According to an article published by the Spanish daily El País, the Spanish government and the Basque autonomous government will invest 10.5 million euros by 2028 to ensure the place of Euskara in artificial intelligence technologies.
The Spanish government and the Basque autonomous government have signed an agreement providing for an investment of 10.5 million euros by 2028 to ensure the future of the Basque language in the realm of artificial intelligence. The agreement, published in the Spanish Official Gazette (BOE), starts from a blunt observation: "Basque is a language at risk of digital extinction."
The goal is to strengthen the presence of Euskara in digital tools – smartphones, tablets, smartwatches, voice assistants, and artificial intelligence systems – by creating a vast linguistic corpus accessible to researchers and developers.
To achieve this, thousands of hours of audio recordings and millions of text segments will be collected, annotated, and then used to train machine learning models. These resources will notably enable the development of voice recognition systems, machine translation, and conversational assistants capable of functioning in Basque.
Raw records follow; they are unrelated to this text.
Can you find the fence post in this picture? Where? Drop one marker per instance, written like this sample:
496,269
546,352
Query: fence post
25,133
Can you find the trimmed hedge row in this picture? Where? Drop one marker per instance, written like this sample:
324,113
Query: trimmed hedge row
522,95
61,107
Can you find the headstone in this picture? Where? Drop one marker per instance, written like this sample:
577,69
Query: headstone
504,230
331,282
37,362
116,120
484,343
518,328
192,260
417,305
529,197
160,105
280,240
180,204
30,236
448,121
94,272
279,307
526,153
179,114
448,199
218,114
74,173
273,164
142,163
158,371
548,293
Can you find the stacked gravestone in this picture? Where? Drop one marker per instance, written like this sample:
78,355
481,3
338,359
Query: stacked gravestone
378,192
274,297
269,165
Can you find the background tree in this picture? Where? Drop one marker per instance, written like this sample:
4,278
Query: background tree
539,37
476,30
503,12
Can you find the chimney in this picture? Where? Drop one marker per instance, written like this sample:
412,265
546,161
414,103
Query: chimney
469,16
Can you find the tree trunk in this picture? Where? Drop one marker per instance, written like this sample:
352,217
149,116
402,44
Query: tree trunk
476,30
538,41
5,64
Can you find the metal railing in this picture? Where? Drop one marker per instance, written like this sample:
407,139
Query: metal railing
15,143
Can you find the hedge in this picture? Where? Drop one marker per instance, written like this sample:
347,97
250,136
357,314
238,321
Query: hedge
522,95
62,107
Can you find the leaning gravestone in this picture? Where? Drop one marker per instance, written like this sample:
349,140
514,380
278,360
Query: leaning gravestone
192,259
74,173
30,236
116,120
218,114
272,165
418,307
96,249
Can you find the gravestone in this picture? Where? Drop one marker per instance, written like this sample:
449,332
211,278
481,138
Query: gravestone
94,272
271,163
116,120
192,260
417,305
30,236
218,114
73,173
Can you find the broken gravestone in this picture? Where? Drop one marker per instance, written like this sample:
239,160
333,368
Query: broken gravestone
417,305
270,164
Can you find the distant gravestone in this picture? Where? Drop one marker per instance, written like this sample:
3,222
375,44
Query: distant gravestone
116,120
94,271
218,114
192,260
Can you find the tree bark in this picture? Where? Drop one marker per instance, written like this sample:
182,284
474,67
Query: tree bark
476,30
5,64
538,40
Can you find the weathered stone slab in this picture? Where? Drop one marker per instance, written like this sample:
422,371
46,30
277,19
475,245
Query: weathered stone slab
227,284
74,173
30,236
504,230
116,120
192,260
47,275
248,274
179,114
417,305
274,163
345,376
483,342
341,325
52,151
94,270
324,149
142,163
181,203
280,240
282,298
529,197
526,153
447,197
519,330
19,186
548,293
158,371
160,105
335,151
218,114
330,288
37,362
"Phones, tablets, smartwatches, applications, and digital assistants will thus be able to interact with their users in Basque," specifies the agreement signed by the Spanish Minister of Digital Transformation and the Basque Industry Counselor.
A strategic project
The project is led by the Euskorpora association, which brings together public and private stakeholders, including Vicomtech, Euskaltzaindia (the Academy of the Basque Language), Euskaltel, Kutxabank, Iberdrola, CAF, Petronor, and the Mondragón group.
We know that Basque will be part of the new digital environment. Either we will be actors in this new world, or we will be condemned to a secondary role that does not suit us and that we do not wish for. - The newspaper Lehendakari Imanol Pradales
The creation of the corpus will take place in three phases and will result in the open-source availability of linguistic resources and language models usable by companies, researchers, and European platforms.
The public model ALIA
The corpus will also feed into "ALIA," the large language model developed by the Spanish state. Unlike major international models like ChatGPT, Gemini, or Copilot, which are primarily trained in English, ALIA is designed from the outset to integrate the languages of the Spanish state: Castilian, Catalan, Galician, Valencian, and Basque. The data comes from numerous public sources, such as parliamentary debates or scientific publications. The Spanish government plans to invest an additional 10 million euros in ALIA. The ambition is for the model to understand idiomatic expressions, cultural references, and contexts specific to each of these languages.
The ministry claims it wants to develop an open and transparent model, even if its training also relies, like most current major models, on Common Crawl, a vast database made up of content accessible on the Internet.
The Basque project could also serve as a model for other European minority languages. For Breton, the establishment of quality linguistic corpora now appears to be a strategic issue to avoid the same risk of "digital extinction." The approximately 60,000 articles published by ABP could, in the long term, constitute a valuable public resource, alongside content produced by media, institutions, and collaborative projects like Wikipedia in Breton. However, funding would still be needed for their translation into Breton and proofreading.
Breton also needs ambitious investments to ensure its digital future. The Spanish initiative shows that a proactive public policy is possible.